Shares of Indianapolis-based Point Biopharma fell more than 11% Monday after the company announced results of a clinical trial for its lead compound that fell short of analysts’ expectations.
The development is likely to pressure investors of the four-year-old company to decide whether to agree to sell the company to Eli Lilly and Co. for $1.4 billion, a deal that has been on the table for nearly 11 weeks.
Lilly, the Indianapolis-based drugmaker, announced in October it planned to buy the company, a move that would give it a toehold in radiopharmaceuticals, a fast-growing sector that is developing new targeted drugs to treat cancer.
But several large shareholders of Point Biopharma have refused to tender their shares, saying they wanted to wait to see late-stage clinical results of the young company’s lead compound, called PNT2002, for patients with metastatic castration-resistant prostate cancer after progression on hormonal treatment.
On Monday morning, Point Biopharma released the summary data of the study, which showed the drug had a median progression-free survival of 9.5 months, compared to 6 months for patients treated with an established therapy called androgen receptor pathway inhibition.
Point Biopharma officials said the results showed the drug is “well-tolerated and has the potential to play an important role” in addressing patients’ needs.
But the results disappointed investors. Analysts had forecasted a higher median survival of between 10 to 12 months, according to Biopharma Dive, an industry newsletter.
William Blair analysts wrote that the study showed that Point Biopharma’s experimental drug has an “uncompetitive clinical profile” compared to Pluvicto, a competing drug made by Novartis, based in Basel, Switzerland.
“We view the efficacy of the PNT2002 regimen as likely less active than Pluvicto, while the tolerability profile did not exhibit material advantage,” the William Blair analysts wrote, according to Fierce Biotech, an industry newsletter.
Shares of Point Biopharma fell 11.2% Monday to $12.44, down $1.58.
Lilly has offered Point Biopharma shareholders $12.50 a share, an 85% premium over the company’s closing price on Oct. 2, the day before the deal was announced.

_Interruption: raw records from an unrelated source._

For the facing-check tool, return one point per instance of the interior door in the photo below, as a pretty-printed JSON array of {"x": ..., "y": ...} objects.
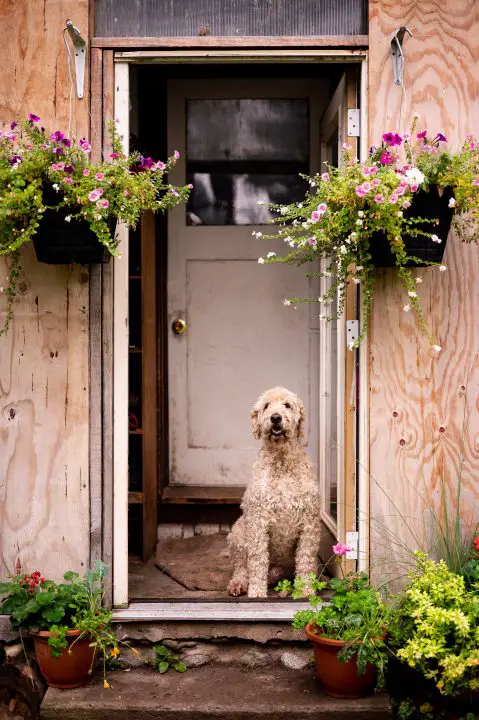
[{"x": 246, "y": 141}]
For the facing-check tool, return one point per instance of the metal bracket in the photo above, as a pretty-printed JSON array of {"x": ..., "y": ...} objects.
[
  {"x": 79, "y": 47},
  {"x": 397, "y": 54},
  {"x": 352, "y": 539},
  {"x": 353, "y": 122},
  {"x": 352, "y": 332}
]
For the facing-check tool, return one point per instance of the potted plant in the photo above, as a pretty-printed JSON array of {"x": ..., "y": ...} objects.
[
  {"x": 68, "y": 624},
  {"x": 348, "y": 631},
  {"x": 434, "y": 635},
  {"x": 51, "y": 193},
  {"x": 393, "y": 209}
]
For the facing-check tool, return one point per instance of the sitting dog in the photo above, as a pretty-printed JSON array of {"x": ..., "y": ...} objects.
[{"x": 278, "y": 532}]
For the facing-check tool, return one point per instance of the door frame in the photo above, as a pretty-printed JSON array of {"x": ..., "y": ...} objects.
[{"x": 119, "y": 312}]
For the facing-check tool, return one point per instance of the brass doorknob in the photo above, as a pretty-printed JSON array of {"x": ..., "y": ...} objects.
[{"x": 178, "y": 326}]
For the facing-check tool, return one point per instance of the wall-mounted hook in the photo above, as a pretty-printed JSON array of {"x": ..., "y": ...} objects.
[
  {"x": 397, "y": 54},
  {"x": 79, "y": 48}
]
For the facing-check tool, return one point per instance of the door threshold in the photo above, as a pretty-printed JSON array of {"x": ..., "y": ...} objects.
[{"x": 236, "y": 611}]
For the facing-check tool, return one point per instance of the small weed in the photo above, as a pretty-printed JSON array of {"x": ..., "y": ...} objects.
[{"x": 166, "y": 659}]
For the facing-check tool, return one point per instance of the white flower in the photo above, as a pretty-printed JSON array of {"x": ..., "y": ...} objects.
[{"x": 415, "y": 176}]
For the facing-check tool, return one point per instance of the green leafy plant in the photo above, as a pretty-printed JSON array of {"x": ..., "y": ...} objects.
[
  {"x": 35, "y": 603},
  {"x": 436, "y": 627},
  {"x": 355, "y": 612},
  {"x": 120, "y": 187},
  {"x": 352, "y": 207},
  {"x": 165, "y": 659}
]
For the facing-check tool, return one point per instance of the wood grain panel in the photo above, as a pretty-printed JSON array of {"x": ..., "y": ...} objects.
[
  {"x": 424, "y": 420},
  {"x": 44, "y": 485}
]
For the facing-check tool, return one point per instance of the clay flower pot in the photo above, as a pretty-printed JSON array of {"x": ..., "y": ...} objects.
[
  {"x": 339, "y": 679},
  {"x": 70, "y": 669}
]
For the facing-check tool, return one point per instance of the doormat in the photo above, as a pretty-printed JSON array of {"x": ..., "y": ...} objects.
[{"x": 200, "y": 562}]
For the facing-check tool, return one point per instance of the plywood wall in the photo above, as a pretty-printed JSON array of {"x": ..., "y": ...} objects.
[
  {"x": 424, "y": 421},
  {"x": 44, "y": 486}
]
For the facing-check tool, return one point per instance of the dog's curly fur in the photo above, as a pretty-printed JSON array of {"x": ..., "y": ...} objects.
[{"x": 279, "y": 530}]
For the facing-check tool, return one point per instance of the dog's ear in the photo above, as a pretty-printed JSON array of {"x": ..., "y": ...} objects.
[
  {"x": 254, "y": 421},
  {"x": 300, "y": 427}
]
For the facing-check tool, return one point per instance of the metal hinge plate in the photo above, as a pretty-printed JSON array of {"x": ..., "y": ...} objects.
[{"x": 353, "y": 122}]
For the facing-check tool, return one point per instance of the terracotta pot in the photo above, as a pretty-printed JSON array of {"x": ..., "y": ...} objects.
[
  {"x": 339, "y": 679},
  {"x": 70, "y": 669}
]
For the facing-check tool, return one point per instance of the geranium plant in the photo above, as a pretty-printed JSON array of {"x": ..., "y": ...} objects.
[
  {"x": 351, "y": 209},
  {"x": 35, "y": 604},
  {"x": 353, "y": 611},
  {"x": 120, "y": 187}
]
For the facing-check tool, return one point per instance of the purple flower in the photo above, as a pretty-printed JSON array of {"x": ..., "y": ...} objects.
[
  {"x": 146, "y": 163},
  {"x": 340, "y": 549}
]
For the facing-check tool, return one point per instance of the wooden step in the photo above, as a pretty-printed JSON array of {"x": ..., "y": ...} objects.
[{"x": 202, "y": 495}]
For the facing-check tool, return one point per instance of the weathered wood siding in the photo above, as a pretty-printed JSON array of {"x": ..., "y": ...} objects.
[
  {"x": 44, "y": 485},
  {"x": 424, "y": 420}
]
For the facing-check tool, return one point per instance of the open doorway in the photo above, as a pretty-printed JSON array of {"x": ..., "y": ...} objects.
[{"x": 208, "y": 331}]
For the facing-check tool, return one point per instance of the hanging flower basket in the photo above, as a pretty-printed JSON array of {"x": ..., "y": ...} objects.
[
  {"x": 62, "y": 239},
  {"x": 431, "y": 205}
]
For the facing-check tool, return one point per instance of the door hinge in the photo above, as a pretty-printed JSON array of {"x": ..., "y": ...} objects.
[
  {"x": 352, "y": 539},
  {"x": 352, "y": 332},
  {"x": 353, "y": 122}
]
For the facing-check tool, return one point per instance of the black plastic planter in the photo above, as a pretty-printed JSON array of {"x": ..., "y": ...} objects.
[
  {"x": 59, "y": 242},
  {"x": 432, "y": 207}
]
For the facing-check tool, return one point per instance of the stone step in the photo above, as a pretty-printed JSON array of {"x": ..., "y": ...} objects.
[{"x": 209, "y": 693}]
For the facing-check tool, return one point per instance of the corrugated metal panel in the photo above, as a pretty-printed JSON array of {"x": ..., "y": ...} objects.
[{"x": 184, "y": 18}]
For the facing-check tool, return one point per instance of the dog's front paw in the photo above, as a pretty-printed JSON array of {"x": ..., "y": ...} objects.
[
  {"x": 237, "y": 587},
  {"x": 257, "y": 591}
]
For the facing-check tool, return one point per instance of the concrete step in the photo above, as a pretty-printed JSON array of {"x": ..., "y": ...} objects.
[{"x": 209, "y": 693}]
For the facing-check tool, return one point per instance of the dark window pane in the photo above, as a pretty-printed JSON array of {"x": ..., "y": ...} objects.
[{"x": 243, "y": 155}]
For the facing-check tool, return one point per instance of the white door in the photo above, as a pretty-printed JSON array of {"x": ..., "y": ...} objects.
[{"x": 246, "y": 141}]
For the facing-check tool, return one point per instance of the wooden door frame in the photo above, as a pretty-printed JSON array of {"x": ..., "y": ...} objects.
[{"x": 109, "y": 336}]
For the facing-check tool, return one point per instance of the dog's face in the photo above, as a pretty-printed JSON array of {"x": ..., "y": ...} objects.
[{"x": 278, "y": 416}]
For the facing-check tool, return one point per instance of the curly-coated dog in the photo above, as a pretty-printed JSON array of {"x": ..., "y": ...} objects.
[{"x": 278, "y": 532}]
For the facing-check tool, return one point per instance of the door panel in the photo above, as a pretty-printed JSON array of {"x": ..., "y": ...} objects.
[{"x": 240, "y": 339}]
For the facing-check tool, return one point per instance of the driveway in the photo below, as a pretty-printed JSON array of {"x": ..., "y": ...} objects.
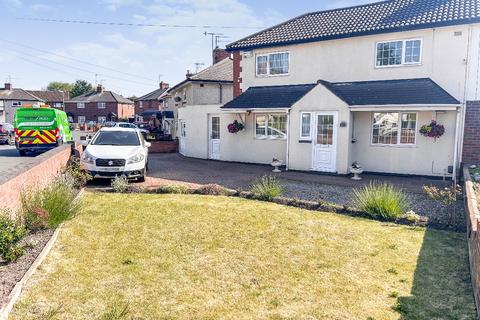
[{"x": 301, "y": 185}]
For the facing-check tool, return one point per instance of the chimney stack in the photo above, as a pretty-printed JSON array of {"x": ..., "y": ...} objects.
[
  {"x": 189, "y": 74},
  {"x": 219, "y": 55}
]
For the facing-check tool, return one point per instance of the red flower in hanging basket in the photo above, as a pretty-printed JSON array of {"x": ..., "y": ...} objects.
[
  {"x": 235, "y": 127},
  {"x": 432, "y": 130}
]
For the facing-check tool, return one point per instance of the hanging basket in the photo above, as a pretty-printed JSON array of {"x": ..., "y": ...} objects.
[
  {"x": 432, "y": 130},
  {"x": 235, "y": 127}
]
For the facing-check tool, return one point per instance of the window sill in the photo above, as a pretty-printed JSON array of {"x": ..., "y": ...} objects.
[{"x": 401, "y": 146}]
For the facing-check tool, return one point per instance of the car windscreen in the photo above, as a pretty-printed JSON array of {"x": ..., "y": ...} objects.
[{"x": 116, "y": 138}]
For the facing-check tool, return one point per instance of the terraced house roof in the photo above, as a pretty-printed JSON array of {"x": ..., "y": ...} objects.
[{"x": 379, "y": 17}]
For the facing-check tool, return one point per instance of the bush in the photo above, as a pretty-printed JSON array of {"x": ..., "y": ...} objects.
[
  {"x": 267, "y": 188},
  {"x": 120, "y": 184},
  {"x": 79, "y": 176},
  {"x": 173, "y": 188},
  {"x": 381, "y": 200},
  {"x": 49, "y": 206},
  {"x": 11, "y": 232}
]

Point Biopharma’s largest institutional shareholder, San Francisco-based Biotechnology Value Fund, which holds about 16% of the stock, has dragged its feet on the deal, saying that tendering shares in advance of the study would not be in shareholders’ best interest. The investment fund did not have a comment Monday on the latest development.
Lilly said Monday that as of Dec. 15, only 22.81% of the issued and outstanding shares of Point Biopharma had been tendered. It extended the deadline (for the third time) for Point Biopharma shareholders to tender their shares, this time until 5 p.m. Eastern time on Dec. 22.
Radioligands are seen as a hot, new class of drugs that target cancer cells by linking a radioisotope to a targeting molecule. Together, they deliver radiation directly to cancer cells while limiting the damage to healthy tissues.